As I wrote about last month, hash collisions are not something to be concerned about in a properly designed deduplicating storage system, despite what some FUD vendors would like you to think. You don’t have to take just my word for it; Curtis Preston wrote about this last year too.
In fact, hash-based systems are the most likely to be capable of handling enormous amounts of data for deduplication; the challenges in building an efficient system for matching hashes (or fingerprints) are entirely different from the sorts of problems storage system builders have had to solve in the past. Permabit set out from day one to build a system capable of efficiently deduplicating petabytes of storage, and this technology is realized in Enterprise Archive. We’ve developed our own file systems and distributed transaction managers to solve just these problems, so for any chunk of data written to our system we can determine in mere milliseconds if we’ve seen that information before.
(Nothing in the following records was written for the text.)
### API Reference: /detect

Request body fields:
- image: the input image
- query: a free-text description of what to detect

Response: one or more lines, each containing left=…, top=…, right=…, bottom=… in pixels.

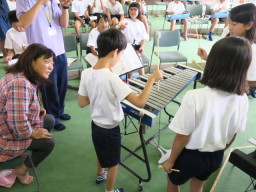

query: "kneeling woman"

left=0, top=44, right=55, bottom=184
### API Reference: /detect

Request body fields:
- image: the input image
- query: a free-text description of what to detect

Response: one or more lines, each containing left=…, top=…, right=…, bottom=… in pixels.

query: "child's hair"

left=5, top=43, right=55, bottom=85
left=128, top=2, right=141, bottom=19
left=96, top=13, right=108, bottom=23
left=229, top=3, right=256, bottom=43
left=97, top=28, right=127, bottom=58
left=8, top=10, right=19, bottom=24
left=201, top=37, right=252, bottom=95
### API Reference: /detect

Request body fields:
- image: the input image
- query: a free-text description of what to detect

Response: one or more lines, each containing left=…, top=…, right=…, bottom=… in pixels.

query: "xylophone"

left=120, top=65, right=201, bottom=191
left=211, top=11, right=229, bottom=18
left=166, top=13, right=190, bottom=21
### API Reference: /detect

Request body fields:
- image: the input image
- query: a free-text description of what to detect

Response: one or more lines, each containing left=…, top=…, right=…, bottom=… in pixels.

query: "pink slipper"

left=0, top=169, right=16, bottom=188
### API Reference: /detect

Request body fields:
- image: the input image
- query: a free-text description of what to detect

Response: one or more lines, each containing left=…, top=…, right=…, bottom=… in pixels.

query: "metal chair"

left=149, top=31, right=188, bottom=71
left=0, top=151, right=40, bottom=192
left=186, top=4, right=209, bottom=33
left=63, top=35, right=83, bottom=90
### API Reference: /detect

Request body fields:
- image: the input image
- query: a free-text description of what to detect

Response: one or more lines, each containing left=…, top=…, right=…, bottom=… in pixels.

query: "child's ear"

left=245, top=22, right=253, bottom=30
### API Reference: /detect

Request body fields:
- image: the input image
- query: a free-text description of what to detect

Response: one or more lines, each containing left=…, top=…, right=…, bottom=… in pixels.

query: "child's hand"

left=197, top=48, right=208, bottom=61
left=150, top=70, right=163, bottom=81
left=163, top=160, right=173, bottom=173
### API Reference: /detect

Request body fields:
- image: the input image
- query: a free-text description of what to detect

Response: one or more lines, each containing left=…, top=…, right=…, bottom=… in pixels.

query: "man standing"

left=17, top=0, right=71, bottom=131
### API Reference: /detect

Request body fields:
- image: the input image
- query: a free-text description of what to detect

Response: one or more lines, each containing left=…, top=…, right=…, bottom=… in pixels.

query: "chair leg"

left=28, top=154, right=40, bottom=192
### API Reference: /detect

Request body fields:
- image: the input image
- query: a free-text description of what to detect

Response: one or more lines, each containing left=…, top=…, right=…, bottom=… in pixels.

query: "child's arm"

left=125, top=70, right=163, bottom=108
left=225, top=134, right=236, bottom=150
left=78, top=94, right=90, bottom=108
left=163, top=133, right=189, bottom=173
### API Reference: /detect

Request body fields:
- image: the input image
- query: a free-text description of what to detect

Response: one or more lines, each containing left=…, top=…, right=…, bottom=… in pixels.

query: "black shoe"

left=60, top=114, right=71, bottom=120
left=54, top=123, right=66, bottom=131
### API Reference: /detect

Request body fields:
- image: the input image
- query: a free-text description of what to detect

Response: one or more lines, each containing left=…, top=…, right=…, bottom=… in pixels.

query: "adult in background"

left=0, top=44, right=55, bottom=184
left=0, top=0, right=12, bottom=57
left=16, top=0, right=71, bottom=131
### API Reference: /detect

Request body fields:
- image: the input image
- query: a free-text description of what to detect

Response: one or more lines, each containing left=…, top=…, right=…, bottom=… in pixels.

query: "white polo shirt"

left=169, top=87, right=248, bottom=152
left=78, top=67, right=132, bottom=129
left=106, top=0, right=124, bottom=15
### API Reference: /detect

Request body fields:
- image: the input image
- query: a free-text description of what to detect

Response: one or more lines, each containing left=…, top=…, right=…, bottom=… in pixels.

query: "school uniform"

left=4, top=28, right=28, bottom=54
left=122, top=19, right=147, bottom=46
left=166, top=1, right=185, bottom=14
left=106, top=1, right=124, bottom=20
left=78, top=68, right=132, bottom=168
left=71, top=0, right=90, bottom=24
left=0, top=0, right=12, bottom=41
left=168, top=86, right=248, bottom=185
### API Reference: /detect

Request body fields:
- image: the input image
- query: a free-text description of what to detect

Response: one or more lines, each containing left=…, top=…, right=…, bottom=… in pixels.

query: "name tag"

left=48, top=27, right=57, bottom=36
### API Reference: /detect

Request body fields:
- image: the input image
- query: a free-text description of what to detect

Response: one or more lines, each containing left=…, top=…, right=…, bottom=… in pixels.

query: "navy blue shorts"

left=91, top=121, right=121, bottom=168
left=74, top=16, right=90, bottom=24
left=0, top=15, right=12, bottom=41
left=168, top=149, right=224, bottom=185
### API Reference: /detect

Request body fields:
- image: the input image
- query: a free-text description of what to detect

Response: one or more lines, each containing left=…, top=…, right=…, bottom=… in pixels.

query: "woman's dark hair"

left=128, top=2, right=141, bottom=19
left=96, top=13, right=108, bottom=23
left=8, top=10, right=19, bottom=24
left=5, top=43, right=55, bottom=85
left=229, top=3, right=256, bottom=43
left=97, top=28, right=127, bottom=58
left=201, top=37, right=252, bottom=95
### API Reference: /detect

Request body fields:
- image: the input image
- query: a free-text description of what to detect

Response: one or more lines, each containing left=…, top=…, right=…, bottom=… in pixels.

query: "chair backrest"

left=63, top=35, right=78, bottom=56
left=186, top=4, right=203, bottom=16
left=80, top=33, right=89, bottom=57
left=154, top=31, right=180, bottom=47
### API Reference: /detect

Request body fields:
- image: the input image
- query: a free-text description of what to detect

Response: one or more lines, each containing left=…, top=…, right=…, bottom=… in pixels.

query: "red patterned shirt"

left=0, top=73, right=43, bottom=162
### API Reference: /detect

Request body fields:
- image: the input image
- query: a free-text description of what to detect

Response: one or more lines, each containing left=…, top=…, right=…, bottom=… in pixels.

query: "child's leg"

left=97, top=160, right=105, bottom=175
left=170, top=20, right=176, bottom=31
left=106, top=165, right=119, bottom=191
left=167, top=176, right=180, bottom=192
left=140, top=15, right=149, bottom=34
left=75, top=20, right=82, bottom=37
left=190, top=178, right=204, bottom=192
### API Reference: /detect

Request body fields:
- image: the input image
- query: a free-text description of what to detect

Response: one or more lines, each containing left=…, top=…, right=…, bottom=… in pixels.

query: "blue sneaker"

left=114, top=188, right=124, bottom=192
left=96, top=171, right=108, bottom=184
left=209, top=32, right=213, bottom=41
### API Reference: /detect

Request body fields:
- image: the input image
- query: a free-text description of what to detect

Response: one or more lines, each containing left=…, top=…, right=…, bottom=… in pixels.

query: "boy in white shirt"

left=78, top=28, right=162, bottom=192
left=209, top=0, right=229, bottom=41
left=71, top=0, right=96, bottom=40
left=166, top=0, right=188, bottom=40
left=106, top=0, right=124, bottom=28
left=4, top=10, right=28, bottom=63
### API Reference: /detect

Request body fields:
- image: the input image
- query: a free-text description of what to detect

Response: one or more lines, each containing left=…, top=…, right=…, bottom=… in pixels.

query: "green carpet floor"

left=0, top=10, right=256, bottom=192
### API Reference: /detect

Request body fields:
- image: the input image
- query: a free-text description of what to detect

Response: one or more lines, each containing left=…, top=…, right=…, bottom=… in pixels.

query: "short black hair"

left=96, top=13, right=108, bottom=23
left=5, top=43, right=55, bottom=85
left=229, top=3, right=256, bottom=43
left=97, top=28, right=127, bottom=58
left=128, top=2, right=141, bottom=19
left=201, top=37, right=252, bottom=95
left=8, top=10, right=19, bottom=24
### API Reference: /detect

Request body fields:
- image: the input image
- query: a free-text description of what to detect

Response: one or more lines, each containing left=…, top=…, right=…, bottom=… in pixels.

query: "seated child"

left=166, top=0, right=188, bottom=40
left=121, top=2, right=147, bottom=78
left=4, top=10, right=28, bottom=63
left=87, top=13, right=108, bottom=55
left=78, top=28, right=162, bottom=192
left=209, top=0, right=229, bottom=41
left=164, top=37, right=252, bottom=192
left=106, top=0, right=124, bottom=28
left=71, top=0, right=96, bottom=40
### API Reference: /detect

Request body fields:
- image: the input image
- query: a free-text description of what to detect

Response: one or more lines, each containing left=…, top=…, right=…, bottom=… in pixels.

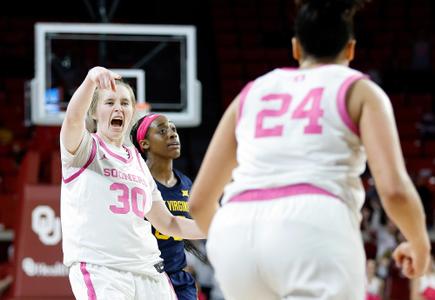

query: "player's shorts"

left=69, top=262, right=177, bottom=300
left=207, top=194, right=365, bottom=300
left=168, top=270, right=198, bottom=300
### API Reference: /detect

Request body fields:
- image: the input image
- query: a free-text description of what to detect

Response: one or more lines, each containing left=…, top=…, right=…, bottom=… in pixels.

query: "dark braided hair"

left=294, top=0, right=368, bottom=59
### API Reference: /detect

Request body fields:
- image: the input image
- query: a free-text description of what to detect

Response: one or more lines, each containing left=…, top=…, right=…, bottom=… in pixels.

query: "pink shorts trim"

left=80, top=262, right=97, bottom=300
left=228, top=183, right=337, bottom=202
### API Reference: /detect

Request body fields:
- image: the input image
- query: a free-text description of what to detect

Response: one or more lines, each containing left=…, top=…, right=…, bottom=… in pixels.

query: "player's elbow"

left=189, top=201, right=202, bottom=219
left=378, top=176, right=412, bottom=203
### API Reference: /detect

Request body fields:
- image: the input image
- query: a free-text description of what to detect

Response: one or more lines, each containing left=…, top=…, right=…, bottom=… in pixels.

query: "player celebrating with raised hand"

left=190, top=0, right=430, bottom=300
left=60, top=67, right=204, bottom=300
left=130, top=114, right=203, bottom=300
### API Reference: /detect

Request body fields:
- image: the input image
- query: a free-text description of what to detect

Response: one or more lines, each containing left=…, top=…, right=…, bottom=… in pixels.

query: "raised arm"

left=146, top=201, right=206, bottom=240
left=60, top=67, right=121, bottom=154
left=349, top=80, right=430, bottom=278
left=189, top=98, right=239, bottom=233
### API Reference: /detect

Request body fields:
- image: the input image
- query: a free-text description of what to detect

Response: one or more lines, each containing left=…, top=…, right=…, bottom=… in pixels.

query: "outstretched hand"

left=393, top=242, right=430, bottom=279
left=88, top=67, right=121, bottom=92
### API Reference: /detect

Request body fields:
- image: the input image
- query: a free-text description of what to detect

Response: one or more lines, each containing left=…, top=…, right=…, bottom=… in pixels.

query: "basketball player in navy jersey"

left=130, top=114, right=197, bottom=300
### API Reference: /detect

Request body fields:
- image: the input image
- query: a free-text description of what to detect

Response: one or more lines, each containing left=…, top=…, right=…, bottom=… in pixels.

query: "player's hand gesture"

left=393, top=242, right=430, bottom=278
left=88, top=67, right=121, bottom=91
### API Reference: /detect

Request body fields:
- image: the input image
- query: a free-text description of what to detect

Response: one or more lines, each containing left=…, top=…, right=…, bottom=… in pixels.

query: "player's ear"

left=139, top=139, right=150, bottom=151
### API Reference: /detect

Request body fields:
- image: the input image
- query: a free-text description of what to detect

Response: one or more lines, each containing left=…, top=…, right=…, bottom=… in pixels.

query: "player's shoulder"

left=174, top=168, right=192, bottom=186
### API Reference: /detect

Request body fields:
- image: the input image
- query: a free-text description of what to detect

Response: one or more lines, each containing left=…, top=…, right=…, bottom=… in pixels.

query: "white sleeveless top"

left=61, top=131, right=163, bottom=275
left=222, top=65, right=366, bottom=220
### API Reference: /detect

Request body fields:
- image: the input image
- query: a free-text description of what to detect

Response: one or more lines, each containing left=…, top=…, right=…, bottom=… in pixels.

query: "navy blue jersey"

left=152, top=169, right=192, bottom=274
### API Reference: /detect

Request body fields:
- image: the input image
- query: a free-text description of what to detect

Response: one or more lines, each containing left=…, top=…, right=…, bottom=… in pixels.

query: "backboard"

left=31, top=23, right=201, bottom=127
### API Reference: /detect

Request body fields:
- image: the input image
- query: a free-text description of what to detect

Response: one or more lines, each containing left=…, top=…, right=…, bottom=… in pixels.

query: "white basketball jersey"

left=61, top=132, right=163, bottom=275
left=223, top=65, right=366, bottom=218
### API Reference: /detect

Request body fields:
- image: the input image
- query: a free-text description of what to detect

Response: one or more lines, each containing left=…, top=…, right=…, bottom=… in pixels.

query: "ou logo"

left=32, top=205, right=62, bottom=246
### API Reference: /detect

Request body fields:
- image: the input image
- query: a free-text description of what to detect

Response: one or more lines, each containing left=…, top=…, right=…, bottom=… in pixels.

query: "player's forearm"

left=380, top=181, right=430, bottom=251
left=190, top=195, right=219, bottom=235
left=159, top=216, right=206, bottom=240
left=65, top=75, right=97, bottom=124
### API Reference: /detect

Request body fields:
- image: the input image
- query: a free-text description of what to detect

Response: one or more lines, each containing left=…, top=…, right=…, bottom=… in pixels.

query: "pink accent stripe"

left=62, top=139, right=97, bottom=183
left=163, top=272, right=178, bottom=300
left=80, top=262, right=97, bottom=300
left=279, top=67, right=299, bottom=72
left=134, top=148, right=145, bottom=174
left=229, top=183, right=337, bottom=202
left=337, top=74, right=368, bottom=136
left=94, top=134, right=133, bottom=163
left=237, top=81, right=254, bottom=124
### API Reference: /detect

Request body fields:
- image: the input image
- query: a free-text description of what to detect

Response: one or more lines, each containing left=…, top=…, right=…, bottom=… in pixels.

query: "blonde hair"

left=86, top=79, right=136, bottom=133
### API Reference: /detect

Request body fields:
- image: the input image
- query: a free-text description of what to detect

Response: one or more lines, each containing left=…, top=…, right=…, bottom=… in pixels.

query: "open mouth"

left=110, top=118, right=124, bottom=127
left=168, top=142, right=180, bottom=148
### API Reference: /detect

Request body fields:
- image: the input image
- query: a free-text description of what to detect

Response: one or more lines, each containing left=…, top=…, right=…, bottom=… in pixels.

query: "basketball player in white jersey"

left=60, top=67, right=204, bottom=300
left=190, top=0, right=430, bottom=300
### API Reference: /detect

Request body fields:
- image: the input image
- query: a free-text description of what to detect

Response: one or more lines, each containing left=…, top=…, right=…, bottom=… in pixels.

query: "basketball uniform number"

left=255, top=88, right=323, bottom=138
left=109, top=183, right=146, bottom=219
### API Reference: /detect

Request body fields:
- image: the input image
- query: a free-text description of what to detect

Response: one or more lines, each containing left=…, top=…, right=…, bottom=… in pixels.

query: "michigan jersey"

left=223, top=65, right=366, bottom=219
left=61, top=132, right=162, bottom=275
left=153, top=169, right=192, bottom=274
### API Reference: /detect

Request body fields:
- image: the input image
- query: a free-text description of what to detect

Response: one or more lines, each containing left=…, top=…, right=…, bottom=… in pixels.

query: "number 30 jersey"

left=61, top=132, right=163, bottom=275
left=222, top=65, right=366, bottom=218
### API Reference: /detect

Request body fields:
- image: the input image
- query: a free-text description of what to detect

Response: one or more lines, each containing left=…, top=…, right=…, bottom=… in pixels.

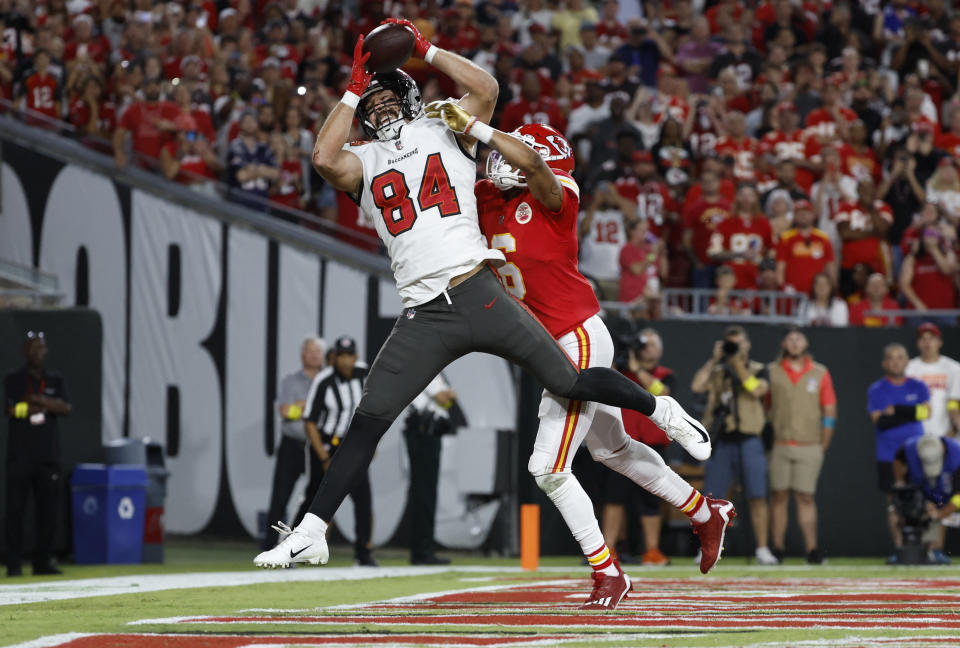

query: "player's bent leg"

left=254, top=306, right=457, bottom=567
left=587, top=406, right=737, bottom=574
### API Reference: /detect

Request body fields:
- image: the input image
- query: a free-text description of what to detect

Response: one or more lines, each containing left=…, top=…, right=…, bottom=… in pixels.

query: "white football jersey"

left=579, top=209, right=627, bottom=281
left=906, top=356, right=960, bottom=436
left=344, top=117, right=505, bottom=307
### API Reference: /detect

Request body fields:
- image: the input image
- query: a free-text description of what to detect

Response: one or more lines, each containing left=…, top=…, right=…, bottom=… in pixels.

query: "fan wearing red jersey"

left=427, top=102, right=734, bottom=608
left=707, top=184, right=773, bottom=290
left=833, top=178, right=893, bottom=286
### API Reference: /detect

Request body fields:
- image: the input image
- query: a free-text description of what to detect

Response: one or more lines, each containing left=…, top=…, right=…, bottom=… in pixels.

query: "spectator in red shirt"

left=935, top=108, right=960, bottom=159
left=620, top=218, right=668, bottom=319
left=63, top=14, right=110, bottom=64
left=777, top=200, right=837, bottom=293
left=113, top=77, right=180, bottom=169
left=804, top=80, right=857, bottom=146
left=500, top=70, right=567, bottom=133
left=900, top=203, right=958, bottom=316
left=838, top=119, right=883, bottom=184
left=850, top=272, right=903, bottom=327
left=173, top=83, right=217, bottom=142
left=833, top=178, right=893, bottom=295
left=70, top=76, right=117, bottom=147
left=707, top=184, right=773, bottom=290
left=683, top=171, right=730, bottom=288
left=270, top=133, right=305, bottom=217
left=160, top=114, right=223, bottom=197
left=760, top=102, right=821, bottom=194
left=23, top=50, right=61, bottom=128
left=715, top=110, right=760, bottom=182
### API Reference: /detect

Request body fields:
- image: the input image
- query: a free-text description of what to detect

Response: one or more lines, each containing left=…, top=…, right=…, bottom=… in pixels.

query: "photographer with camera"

left=403, top=374, right=466, bottom=565
left=867, top=343, right=930, bottom=564
left=690, top=325, right=780, bottom=565
left=894, top=432, right=960, bottom=565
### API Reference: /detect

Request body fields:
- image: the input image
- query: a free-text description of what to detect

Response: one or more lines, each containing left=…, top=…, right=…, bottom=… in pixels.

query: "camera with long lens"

left=720, top=340, right=740, bottom=360
left=893, top=486, right=930, bottom=565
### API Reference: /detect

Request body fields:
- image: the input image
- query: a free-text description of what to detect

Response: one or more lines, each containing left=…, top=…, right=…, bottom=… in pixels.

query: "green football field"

left=0, top=542, right=960, bottom=648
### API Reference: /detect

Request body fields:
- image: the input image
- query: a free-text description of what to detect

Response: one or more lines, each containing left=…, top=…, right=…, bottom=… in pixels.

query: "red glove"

left=380, top=18, right=433, bottom=58
left=347, top=34, right=373, bottom=97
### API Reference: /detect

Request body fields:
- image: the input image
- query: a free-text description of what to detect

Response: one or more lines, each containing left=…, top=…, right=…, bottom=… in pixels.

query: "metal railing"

left=0, top=99, right=393, bottom=278
left=863, top=308, right=960, bottom=326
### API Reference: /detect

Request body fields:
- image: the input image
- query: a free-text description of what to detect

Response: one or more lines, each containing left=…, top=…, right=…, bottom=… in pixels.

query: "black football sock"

left=310, top=412, right=393, bottom=523
left=563, top=367, right=657, bottom=416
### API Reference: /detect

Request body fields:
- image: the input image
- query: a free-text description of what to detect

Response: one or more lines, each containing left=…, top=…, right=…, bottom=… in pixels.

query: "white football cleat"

left=650, top=396, right=713, bottom=461
left=253, top=522, right=330, bottom=569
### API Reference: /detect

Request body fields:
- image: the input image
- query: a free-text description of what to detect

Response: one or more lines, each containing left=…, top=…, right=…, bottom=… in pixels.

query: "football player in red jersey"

left=427, top=101, right=735, bottom=609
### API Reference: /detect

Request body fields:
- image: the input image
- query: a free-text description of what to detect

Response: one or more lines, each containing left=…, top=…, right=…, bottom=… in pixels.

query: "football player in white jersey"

left=254, top=19, right=711, bottom=567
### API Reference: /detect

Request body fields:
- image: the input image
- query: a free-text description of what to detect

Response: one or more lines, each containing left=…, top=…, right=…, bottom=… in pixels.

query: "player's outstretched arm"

left=426, top=101, right=563, bottom=212
left=313, top=36, right=373, bottom=194
left=384, top=18, right=500, bottom=122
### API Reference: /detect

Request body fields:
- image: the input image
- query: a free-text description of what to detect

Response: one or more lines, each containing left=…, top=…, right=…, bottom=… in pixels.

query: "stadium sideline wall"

left=0, top=142, right=516, bottom=548
left=0, top=143, right=960, bottom=555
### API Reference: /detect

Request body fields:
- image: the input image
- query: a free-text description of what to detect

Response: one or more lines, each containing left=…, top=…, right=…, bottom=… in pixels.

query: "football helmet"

left=487, top=124, right=575, bottom=191
left=357, top=70, right=423, bottom=142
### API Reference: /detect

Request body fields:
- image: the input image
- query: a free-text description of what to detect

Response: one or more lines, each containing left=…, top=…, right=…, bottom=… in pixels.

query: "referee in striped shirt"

left=297, top=335, right=377, bottom=567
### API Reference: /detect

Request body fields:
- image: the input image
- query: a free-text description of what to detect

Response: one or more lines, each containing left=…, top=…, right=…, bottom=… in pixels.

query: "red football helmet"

left=487, top=124, right=574, bottom=190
Because we have this in-line processing of incoming data, there’s never a need for spare storage space to cache data for later deduplication, and there’s never a deduplication window where the system has to pause to “catch up” with data that’s been written so far. These are some of the key benefits to in-line deduplication. The story isn’t so good for non-purpose-built systems, unfortunately.
Since the details are out there, let’s look how NetApp has added a dedupe “checkbox” to their appliances. Personally, I think NetApp makes fantastic devices and is a leader in high-performance, easy to use NAS, but I also think their dedupe just doesn’t cut it.
As Beth Pariseau’s article describes, NetApp’s A-SIS only dedupes within a single volume, up to 16 TB in size. This severely limits the pool of data that is deduplicated together. In a backup-to-disk case this isn’t fatal because a lot of redundant data gets written frequently, but if you’re using a Filer for D2D backup then you clearly aren’t worried about cost! Such a small dedupe pool is a big problem for deduplicating archive data, where the opportunities for deduplication are fewer and further between. If you have hundreds of terabytes of data, having to manually separate your files into individual 16 TB silos will significantly hurt your deduplication ratios.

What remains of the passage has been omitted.